Dr Lala, who co-wrote the study, said the thinking at overstretched hospitals was "we have a lack of resources, so if the patients are stable get them home". But, she added: "The fact that length of stay was indeed shorter for those patients who return is begging the question of: Were we kicking these people out the door too soon?"

Many re-hospitalised patients have respiratory problems, but some have blood clots, heart trouble, sepsis, gastrointestinal symptoms or other issues, doctors report. Some have neurological symptoms like brain fog, "a clear cognitive issue that is evident when they get readmitted," said Dr Vineet Chopra, chief of hospital medicine at the University of Michigan, who co-wrote the Michigan study.

"It is there, and it is real."

Mr Long's ordeal began on March 9. "I couldn't stand up without falling over," he said.

Antibiotics and other medications belonging to Chris Long. PHOTO: NYTIMES

His primary physician, Dr Benjamin Diaczok, immediately told him to call an ambulance.

"I crawled out to the front door," recalled Mr Long. He was barefoot and remembers sticking out his arm to prop open the door for the ambulance crew, who found him facedown.

He awoke three days later, in the hospital, when he accidentally pulled out the tubes to the ventilator he had been hooked up to. After two more days, he had stabilised enough to return to the apartment, where he lives alone, an hour north of Detroit.

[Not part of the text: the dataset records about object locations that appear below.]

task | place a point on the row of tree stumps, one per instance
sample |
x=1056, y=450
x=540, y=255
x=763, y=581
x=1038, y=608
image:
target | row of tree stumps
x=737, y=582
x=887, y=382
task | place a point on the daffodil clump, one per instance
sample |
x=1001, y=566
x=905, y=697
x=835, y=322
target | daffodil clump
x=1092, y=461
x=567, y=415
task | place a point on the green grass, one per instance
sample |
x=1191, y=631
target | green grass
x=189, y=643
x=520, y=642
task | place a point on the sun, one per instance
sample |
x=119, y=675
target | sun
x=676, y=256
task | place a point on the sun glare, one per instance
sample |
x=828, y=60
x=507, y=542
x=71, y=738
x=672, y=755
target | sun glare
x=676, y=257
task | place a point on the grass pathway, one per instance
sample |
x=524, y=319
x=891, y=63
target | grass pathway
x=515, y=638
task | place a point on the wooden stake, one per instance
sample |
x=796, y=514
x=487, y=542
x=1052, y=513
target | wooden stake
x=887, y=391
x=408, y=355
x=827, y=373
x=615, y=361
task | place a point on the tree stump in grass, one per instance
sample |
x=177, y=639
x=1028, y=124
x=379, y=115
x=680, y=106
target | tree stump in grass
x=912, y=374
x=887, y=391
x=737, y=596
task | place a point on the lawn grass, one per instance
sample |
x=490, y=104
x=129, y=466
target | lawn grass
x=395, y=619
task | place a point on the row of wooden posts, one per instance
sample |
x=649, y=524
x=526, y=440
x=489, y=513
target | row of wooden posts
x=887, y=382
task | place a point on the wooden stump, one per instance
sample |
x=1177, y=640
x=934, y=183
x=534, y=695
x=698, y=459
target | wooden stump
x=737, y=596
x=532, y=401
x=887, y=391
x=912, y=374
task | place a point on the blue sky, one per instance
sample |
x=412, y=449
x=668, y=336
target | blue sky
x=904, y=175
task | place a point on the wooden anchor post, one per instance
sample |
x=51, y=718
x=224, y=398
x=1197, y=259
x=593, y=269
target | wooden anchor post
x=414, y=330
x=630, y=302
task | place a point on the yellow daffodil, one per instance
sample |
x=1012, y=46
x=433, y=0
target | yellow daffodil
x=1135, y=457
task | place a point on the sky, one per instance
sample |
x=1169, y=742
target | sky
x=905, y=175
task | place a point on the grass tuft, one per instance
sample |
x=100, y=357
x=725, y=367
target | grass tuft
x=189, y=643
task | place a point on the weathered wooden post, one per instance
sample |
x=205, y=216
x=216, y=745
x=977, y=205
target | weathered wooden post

Mr Long had some previous health issues, including blood clots in his lungs and legs several years ago and an irregular heartbeat requiring an implanted heart monitor in 2018. Still, before Covid-19, he was "very high-functioning, very energetic", Dr Diaczok said.

Now, Mr Long said: "I've got scarred lungs, pulmonary fibrosis, and I'm running right around 75-80 per cent lung capacity."

He was re-hospitalised in April, May, June, July, August and September, requiring oxygen and intravenous antibiotics, potassium and magnesium.

"Something must have happened to his lungs that is making them more prone for this," Dr Diaczok said.

Mr Long repeatedly measures his temperature and pulse oxygen, and can feel in his chest when "trouble's coming", he said. Determined to recover, he tries to walk short distances. "Can I make it to take out the trash?" he'll ask himself. On a good day, he'll walk 2.4m to his mailbox.

"I'm going to be around to walk my daughters down the aisle and see my grandkids," said Mr Long, voice cracking. "I'm not going to let this thing win."